US home prices rising 2 times faster than wages


Home prices in the 20 largest American cities grew by 5.9 per cent, led by Seattle, which posted a 12.3 per cent gain, easily the most of any city.

More specifically, this 20-city home price index-which the agency released Tuesday-increased almost 6 percent over the course of the past 12 months (ending in March).

Prices of homes continued to accelerate the fastest in regions of the country where the technology sector is booming, while the supply of homes available for sale is constrained.

The 20-city property values index rose 5.9% from March 2016 (the forecast was 5.7%), matching February as the biggest since July 2014.

Much like last month, Blitzer said real estate agents and professionals must temper any excitement they have about the red hot buying season they're now experiencing because as the old adage says: "What goes up, must come down".

"People are staying in their homes longer rather than selling and trading up", said David Blitzer, managing director and chairman of the index committee at S&P Dow Jones Indices.

Two leading data sources are reconfirming the seemingly endless ascension of home prices. This would keep inventories low, and put more pressure on prices.

Economists are concerned, however, about a handful of markets that have been seeing double-digit or near-double-digit growth.

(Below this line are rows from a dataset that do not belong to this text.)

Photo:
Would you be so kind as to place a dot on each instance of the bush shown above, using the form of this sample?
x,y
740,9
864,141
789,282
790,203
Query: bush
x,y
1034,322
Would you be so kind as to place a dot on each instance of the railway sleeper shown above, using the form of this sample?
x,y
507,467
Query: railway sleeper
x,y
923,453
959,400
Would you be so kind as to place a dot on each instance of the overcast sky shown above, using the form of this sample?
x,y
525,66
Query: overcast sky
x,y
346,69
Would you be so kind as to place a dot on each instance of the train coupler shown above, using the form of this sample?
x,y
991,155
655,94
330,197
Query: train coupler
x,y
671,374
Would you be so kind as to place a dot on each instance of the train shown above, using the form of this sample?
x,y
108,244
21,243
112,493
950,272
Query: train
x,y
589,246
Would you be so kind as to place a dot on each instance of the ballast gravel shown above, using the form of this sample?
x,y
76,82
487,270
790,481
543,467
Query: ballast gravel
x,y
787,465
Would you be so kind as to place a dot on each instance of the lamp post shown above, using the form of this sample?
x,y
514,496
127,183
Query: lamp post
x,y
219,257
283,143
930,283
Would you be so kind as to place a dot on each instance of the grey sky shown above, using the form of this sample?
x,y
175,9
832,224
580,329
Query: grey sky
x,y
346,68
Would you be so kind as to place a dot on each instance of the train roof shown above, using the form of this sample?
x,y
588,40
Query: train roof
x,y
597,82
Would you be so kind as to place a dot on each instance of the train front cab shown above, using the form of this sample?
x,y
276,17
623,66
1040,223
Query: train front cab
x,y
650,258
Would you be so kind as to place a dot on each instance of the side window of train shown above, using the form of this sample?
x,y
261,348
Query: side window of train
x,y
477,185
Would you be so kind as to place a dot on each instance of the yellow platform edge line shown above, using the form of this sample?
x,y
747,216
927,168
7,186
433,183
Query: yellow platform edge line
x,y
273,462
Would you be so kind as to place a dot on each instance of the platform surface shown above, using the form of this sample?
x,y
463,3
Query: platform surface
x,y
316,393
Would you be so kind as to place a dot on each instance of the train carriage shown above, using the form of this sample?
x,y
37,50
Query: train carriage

South Florida home prices increased 6 percent in March compared to a year ago - a middle-of-the-pack gain compared with other major metropolitan areas nationwide. Dallas, which recently replaced Denver in the top three, reported a 8.6% annual increase in home prices. Eighteen of the 20 cities reported increases in March before seasonal adjustment; after seasonal adjustment, 17 cities saw prices rise. The seasonally adjusted 20-city index rose 0.9% from a month earlier (matching the forecast).

Both the Ten-City Composite and the 20-City Composite indices posted a 0.9% month-over-month increase after seasonal adjustment.

"Over the past year, analysts suggested that one factor pushing prices higher was the unusually low inventory of homes for sale", Blitzer said. New home sales dropped 10.4% last month due to similar challenges, according to the Commerce Department.